Strategic partnerships are formed when two business entities collaborate for a mutually beneficial purpose. A legal contract, which delineates the obligations and rights of each partner, defines the partnership. This contract creating and defining a strategic partnership must designate the responsibilities, obligations and contributions of each partner.
Strategic partnerships allow for the sharing of assets. For example, one partner may be relatively unknown while the other may be a well-established and respected firm, thereby increasing marketability. Ventures may also share resources such as equipment, workforce, experience, knowledge and infrastructure. In addition, companies located in different geographic locations may also share access to markets to broaden their collective market base.

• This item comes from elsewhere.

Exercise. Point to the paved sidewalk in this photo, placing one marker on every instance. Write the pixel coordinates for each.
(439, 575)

Partners must also decide on the legal structure of a partnership. One option may be to create a separate business entity in which both parties share ownership. If the parties choose this structure, the partnership is a joint-equity venture, and both individuals typically negotiate and sign a joint-venture agreement and memorandum of understanding. In some cases, the partners may choose not to establish a joint-equity venture. However, a legal contract delineating each partner’s roles and responsibilities may still provide some protection to both parties.
Strategic partnerships often involve many intricacies and complex legal decisions. Seeking the advice of an attorney with knowledge and experience in Texas laws governing such entities could help to ensure that the partnership is created appropriately and may help avoid future legal issues. With the right structure and a well-developed contract, a strategic partnership may be a sound business decision that will benefit all parties in such a venture.